DESI Tully Fisher Peculiar Velocity
Location of input and output data files are communicated through environmental variables. For example on my local computer I do export DESI_SGA_DIR=/Users/akim/Projects/DESI_SGA export OUTPUT_DIR=/Users/akim/Projects/TFPV/output export DATA_DIR=/Users/akim/Projects/TFPV/data
-
Download DESI_SGA repository https://github.com/DESI-UR/DESI_SGA. These have data required for the analysis:
- Set environmental variable DESI_SGA_DIR to the directory
- Tully's table of cluster information $DESI_SGA_DIR/TF/Tully15-Table3.fits
- Clusters and which galaxies are in them $DESI_SGA_DIR/TF/output_??????.txt
-
Get other required private data
- Set environmental variable DATA_DIR to the directory where these files will be located
- On NERSC DATA_DIR=/global/cfs/cdirs/desi/science/td/pv/tfgalaxies/ otherwise wherever you
- Other data on NERSC /global/cfs/cdirs/desi/science/td/pv/tfgalaxies/.

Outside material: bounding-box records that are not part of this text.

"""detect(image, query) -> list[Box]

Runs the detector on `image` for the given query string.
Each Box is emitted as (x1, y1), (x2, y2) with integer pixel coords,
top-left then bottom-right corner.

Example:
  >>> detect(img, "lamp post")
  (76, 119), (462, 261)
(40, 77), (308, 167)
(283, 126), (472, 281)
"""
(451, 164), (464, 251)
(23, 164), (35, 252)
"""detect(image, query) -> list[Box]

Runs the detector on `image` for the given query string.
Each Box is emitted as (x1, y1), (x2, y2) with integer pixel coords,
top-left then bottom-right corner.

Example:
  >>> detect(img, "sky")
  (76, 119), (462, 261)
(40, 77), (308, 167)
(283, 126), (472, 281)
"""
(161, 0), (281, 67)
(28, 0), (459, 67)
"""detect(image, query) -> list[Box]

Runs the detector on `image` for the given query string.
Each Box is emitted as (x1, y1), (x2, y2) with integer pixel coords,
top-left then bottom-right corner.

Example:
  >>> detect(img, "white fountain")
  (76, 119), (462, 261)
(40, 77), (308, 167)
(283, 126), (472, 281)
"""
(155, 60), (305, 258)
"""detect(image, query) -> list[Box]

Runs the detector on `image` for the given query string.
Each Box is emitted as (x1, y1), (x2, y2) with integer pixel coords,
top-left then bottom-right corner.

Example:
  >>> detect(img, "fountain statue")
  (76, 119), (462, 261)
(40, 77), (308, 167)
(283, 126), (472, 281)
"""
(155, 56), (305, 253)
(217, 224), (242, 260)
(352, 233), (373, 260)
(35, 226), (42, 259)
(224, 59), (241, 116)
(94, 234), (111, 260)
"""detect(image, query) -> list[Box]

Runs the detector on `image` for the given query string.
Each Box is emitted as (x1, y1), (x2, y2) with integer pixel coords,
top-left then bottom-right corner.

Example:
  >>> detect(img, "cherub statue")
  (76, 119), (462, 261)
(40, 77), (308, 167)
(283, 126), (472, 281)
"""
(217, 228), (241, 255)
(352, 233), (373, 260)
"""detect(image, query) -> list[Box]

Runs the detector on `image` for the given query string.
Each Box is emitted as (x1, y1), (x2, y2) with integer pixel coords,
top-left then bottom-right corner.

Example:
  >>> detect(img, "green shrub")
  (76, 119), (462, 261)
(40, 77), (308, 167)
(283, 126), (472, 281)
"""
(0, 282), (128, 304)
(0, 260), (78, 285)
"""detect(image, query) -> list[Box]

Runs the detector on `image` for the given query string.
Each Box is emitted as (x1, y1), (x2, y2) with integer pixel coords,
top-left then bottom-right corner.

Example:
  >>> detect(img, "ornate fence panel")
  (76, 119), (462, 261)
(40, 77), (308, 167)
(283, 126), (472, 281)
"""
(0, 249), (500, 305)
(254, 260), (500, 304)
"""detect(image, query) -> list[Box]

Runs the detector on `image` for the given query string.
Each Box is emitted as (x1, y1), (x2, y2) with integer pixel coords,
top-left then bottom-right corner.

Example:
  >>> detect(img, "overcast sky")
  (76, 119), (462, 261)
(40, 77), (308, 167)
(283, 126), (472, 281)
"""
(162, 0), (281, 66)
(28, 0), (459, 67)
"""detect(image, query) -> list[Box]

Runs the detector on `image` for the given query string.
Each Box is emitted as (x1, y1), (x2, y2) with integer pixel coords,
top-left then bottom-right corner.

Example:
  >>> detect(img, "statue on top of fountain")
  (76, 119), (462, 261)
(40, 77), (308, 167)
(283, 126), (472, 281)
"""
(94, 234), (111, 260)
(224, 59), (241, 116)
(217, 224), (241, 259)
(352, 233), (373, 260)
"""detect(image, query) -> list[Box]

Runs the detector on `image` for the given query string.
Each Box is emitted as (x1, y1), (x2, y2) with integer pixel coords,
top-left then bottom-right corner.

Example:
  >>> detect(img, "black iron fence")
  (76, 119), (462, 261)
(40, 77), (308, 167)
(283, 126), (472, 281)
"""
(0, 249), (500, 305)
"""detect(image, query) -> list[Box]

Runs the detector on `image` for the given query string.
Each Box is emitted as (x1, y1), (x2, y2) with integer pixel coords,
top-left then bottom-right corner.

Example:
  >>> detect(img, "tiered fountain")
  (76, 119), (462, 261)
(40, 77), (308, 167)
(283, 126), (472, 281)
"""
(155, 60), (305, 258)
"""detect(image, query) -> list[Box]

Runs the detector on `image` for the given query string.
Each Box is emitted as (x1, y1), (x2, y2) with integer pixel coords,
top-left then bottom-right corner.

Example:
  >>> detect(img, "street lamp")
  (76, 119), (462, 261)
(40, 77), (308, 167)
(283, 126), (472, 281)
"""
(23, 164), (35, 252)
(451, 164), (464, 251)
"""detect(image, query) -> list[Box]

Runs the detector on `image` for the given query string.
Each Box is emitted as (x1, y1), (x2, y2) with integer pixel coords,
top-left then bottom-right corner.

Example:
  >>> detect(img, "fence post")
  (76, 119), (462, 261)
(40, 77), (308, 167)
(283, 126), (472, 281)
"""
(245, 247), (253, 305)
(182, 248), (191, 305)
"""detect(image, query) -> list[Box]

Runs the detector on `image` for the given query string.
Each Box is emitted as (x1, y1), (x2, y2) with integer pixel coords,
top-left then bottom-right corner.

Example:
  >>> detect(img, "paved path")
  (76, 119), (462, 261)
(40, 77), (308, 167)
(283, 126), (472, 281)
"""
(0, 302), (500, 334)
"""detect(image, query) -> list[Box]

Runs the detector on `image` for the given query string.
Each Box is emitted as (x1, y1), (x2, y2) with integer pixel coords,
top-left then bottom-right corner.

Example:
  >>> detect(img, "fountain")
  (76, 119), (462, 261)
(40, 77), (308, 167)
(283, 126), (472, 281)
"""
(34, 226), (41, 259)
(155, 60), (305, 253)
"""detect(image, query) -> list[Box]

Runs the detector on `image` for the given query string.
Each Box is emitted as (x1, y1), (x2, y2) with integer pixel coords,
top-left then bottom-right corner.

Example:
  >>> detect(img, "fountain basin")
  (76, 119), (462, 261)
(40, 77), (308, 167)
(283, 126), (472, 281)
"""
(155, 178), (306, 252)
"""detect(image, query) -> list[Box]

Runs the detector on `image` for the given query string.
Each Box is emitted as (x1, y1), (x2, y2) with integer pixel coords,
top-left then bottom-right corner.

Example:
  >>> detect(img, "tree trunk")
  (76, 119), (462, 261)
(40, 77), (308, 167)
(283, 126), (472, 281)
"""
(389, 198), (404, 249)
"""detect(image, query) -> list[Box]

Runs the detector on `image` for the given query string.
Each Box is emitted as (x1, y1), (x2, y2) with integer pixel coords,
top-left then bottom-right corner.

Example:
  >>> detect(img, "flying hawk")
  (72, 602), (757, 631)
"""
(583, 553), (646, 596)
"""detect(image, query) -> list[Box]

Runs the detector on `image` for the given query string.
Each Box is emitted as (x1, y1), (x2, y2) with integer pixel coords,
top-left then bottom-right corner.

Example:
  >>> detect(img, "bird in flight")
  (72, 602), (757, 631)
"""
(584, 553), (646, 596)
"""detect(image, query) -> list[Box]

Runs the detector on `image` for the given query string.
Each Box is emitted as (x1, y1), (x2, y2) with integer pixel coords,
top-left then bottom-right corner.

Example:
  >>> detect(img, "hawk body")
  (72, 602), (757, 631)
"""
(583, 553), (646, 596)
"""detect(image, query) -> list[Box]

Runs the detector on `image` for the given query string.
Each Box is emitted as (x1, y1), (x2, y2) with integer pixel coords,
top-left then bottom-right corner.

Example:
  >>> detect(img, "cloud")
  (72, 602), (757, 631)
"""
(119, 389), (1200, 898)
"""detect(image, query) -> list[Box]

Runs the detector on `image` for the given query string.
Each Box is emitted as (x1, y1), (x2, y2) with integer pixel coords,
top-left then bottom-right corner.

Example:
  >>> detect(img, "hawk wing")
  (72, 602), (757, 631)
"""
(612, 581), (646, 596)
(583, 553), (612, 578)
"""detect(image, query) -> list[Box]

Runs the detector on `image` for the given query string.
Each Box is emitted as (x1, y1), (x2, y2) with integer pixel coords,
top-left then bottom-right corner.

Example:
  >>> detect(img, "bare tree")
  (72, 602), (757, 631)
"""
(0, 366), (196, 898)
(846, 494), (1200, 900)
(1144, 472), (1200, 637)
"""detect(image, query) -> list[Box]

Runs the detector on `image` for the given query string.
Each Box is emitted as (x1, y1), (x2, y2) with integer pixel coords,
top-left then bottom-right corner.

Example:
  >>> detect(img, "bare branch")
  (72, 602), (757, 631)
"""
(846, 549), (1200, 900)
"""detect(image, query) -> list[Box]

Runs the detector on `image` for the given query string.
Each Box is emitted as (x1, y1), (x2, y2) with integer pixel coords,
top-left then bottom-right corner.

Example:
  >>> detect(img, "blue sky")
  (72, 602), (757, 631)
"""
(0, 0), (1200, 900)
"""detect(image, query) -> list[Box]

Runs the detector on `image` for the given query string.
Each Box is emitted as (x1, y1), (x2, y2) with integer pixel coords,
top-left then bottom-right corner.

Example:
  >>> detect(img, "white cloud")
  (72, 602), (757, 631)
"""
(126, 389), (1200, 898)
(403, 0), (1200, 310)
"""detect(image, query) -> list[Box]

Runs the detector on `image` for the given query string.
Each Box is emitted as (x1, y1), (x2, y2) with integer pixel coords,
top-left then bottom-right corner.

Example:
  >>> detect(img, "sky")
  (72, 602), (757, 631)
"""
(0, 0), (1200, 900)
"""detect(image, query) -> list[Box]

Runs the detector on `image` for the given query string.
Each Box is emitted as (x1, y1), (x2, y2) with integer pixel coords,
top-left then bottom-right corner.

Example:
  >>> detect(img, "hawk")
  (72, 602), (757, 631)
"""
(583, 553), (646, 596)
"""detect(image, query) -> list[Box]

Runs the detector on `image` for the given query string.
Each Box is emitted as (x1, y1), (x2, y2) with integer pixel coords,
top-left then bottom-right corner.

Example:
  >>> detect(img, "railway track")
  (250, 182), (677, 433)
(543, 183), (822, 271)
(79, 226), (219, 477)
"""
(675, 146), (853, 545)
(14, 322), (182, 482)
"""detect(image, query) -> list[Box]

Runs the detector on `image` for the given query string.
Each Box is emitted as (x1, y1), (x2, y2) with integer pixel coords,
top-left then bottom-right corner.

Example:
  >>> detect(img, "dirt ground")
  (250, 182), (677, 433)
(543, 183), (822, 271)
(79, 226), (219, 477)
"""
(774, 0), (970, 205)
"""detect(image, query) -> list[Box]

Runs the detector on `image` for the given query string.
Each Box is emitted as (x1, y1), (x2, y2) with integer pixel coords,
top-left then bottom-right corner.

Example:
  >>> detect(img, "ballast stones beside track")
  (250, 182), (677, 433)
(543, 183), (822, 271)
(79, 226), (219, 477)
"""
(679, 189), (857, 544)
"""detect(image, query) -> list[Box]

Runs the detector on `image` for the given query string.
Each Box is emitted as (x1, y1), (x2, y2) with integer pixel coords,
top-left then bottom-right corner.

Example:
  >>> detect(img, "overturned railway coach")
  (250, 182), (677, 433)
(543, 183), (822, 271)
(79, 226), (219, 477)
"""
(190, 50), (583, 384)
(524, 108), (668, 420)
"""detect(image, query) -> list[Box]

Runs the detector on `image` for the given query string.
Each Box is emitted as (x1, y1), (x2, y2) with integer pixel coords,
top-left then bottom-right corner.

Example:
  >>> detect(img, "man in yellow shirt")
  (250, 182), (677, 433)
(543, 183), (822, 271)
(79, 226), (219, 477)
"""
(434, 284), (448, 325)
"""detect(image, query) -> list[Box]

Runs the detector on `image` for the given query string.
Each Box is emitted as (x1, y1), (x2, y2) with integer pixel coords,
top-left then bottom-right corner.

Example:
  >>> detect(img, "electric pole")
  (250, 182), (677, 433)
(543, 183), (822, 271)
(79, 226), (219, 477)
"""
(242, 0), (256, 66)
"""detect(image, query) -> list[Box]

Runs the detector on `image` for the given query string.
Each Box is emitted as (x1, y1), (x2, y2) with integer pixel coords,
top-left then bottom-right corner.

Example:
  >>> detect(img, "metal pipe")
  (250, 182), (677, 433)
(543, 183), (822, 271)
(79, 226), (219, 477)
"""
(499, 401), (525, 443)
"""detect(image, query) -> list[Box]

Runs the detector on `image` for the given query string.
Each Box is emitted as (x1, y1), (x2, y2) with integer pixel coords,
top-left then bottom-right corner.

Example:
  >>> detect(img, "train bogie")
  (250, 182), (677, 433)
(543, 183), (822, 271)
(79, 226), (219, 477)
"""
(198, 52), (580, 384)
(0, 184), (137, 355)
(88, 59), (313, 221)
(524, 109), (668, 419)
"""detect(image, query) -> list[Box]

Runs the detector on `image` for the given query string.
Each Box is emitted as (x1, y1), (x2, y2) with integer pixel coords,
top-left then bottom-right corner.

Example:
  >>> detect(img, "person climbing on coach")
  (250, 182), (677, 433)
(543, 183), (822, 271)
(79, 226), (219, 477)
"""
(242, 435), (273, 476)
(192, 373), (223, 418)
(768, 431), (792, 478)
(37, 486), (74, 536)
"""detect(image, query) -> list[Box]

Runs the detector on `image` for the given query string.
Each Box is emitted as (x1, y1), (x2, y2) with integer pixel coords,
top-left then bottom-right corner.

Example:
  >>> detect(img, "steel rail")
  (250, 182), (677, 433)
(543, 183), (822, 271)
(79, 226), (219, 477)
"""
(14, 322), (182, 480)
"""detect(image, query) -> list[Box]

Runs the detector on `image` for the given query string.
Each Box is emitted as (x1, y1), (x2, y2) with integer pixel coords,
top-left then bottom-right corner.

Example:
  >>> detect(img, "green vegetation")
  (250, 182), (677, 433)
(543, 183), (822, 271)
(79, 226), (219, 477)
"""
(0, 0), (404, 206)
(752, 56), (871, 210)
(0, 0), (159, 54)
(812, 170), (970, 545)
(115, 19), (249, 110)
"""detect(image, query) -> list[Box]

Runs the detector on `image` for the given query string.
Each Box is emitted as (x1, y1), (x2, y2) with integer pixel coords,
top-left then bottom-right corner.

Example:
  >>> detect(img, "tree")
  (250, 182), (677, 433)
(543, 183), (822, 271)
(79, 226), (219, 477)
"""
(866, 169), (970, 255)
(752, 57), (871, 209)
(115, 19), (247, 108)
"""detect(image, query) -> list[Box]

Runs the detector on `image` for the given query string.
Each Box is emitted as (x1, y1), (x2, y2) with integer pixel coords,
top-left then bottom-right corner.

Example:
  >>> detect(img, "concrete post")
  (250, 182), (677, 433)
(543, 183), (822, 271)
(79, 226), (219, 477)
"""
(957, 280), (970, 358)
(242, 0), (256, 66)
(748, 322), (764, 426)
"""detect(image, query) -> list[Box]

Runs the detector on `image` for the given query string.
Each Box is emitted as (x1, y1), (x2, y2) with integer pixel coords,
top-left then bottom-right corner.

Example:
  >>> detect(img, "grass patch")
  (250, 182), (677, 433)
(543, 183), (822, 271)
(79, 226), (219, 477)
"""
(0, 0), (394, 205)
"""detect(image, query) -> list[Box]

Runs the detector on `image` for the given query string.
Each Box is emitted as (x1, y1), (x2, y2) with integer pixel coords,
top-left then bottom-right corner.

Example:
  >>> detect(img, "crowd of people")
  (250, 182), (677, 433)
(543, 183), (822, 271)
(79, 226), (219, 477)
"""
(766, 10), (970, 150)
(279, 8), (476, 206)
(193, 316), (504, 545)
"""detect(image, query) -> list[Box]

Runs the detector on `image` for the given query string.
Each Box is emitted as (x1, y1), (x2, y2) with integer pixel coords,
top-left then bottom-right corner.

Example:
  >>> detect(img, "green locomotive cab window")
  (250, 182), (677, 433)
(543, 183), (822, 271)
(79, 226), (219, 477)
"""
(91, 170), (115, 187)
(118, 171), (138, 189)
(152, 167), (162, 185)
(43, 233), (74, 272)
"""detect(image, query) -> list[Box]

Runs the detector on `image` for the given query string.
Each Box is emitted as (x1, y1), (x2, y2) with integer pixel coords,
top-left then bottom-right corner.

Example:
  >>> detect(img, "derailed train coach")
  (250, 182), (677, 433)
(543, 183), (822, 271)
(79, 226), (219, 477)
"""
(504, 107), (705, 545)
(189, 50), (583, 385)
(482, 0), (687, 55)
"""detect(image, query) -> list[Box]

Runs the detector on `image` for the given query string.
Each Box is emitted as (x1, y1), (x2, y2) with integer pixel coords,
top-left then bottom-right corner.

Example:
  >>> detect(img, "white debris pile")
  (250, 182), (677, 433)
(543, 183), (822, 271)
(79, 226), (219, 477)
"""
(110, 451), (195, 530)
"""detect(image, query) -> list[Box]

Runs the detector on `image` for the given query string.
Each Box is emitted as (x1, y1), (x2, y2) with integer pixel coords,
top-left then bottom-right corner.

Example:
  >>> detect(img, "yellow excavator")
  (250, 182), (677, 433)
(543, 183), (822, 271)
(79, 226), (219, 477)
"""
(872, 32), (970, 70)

- The cluster catalog "./Y1/DESI-DR1_TF_pv_cat_v3.fits"
- Coma "SV/SGA-2020_fuji_Vrot.fits".
- Set environmental variable OUTPUT_DIR to where created data go
- alexgkim/tfpv:dev
- docker run -v $DATA_DIR:/data -v $OUTPUT_DIR:/output -v $DESI_SGA_DIR:/DESI_SGA alexgkim/tfpv:dev python /opt/TFPV-docker/fitstojson.py; /opt/TFPV-docker/cluster sample algorithm=hmc engine=nuts max_depth=17 adapt delta=0.999 num_warmup=3000 num_samples=1000 num_chains=4 init=/output/iron_cluster_init.json data file=/output/iron_cluster.json output file=/output/cluster.csv
- Install cmdstan
- Download TFPV repository https://github.com/AlexGKim/TFPV. Personally I cloned the repository to live inside the cmdstan installation cmdstan/TFPV given that conformed to the STAN examples.
- I don't have a "requirements.txt" file with all the python packages needed to run the software. Just create a new environment, run, crash, install, repeat...
- Create the data and initial condition files input to STAN. This is done with the command "python fitstojson.py". If you look at the file filtstojson.py, you will find several functions that can be called through main.
- iron_cluster_json() creates the data for IRON, coma_json() creates the data for EDR.
- coma_json() has a keyword for cuts, which in my analysis is set to True.
- The STAN code to fit IRON is cluster.stan, the code to fit Coma is coma.stan.
- Each code can be run with different configurations. The one to care about is controled by the variable "dispersion_case". "dispersion_case=4" is the perpendicular fit, "dispersion_case=3" is the ITF fit despite what is written in the comments.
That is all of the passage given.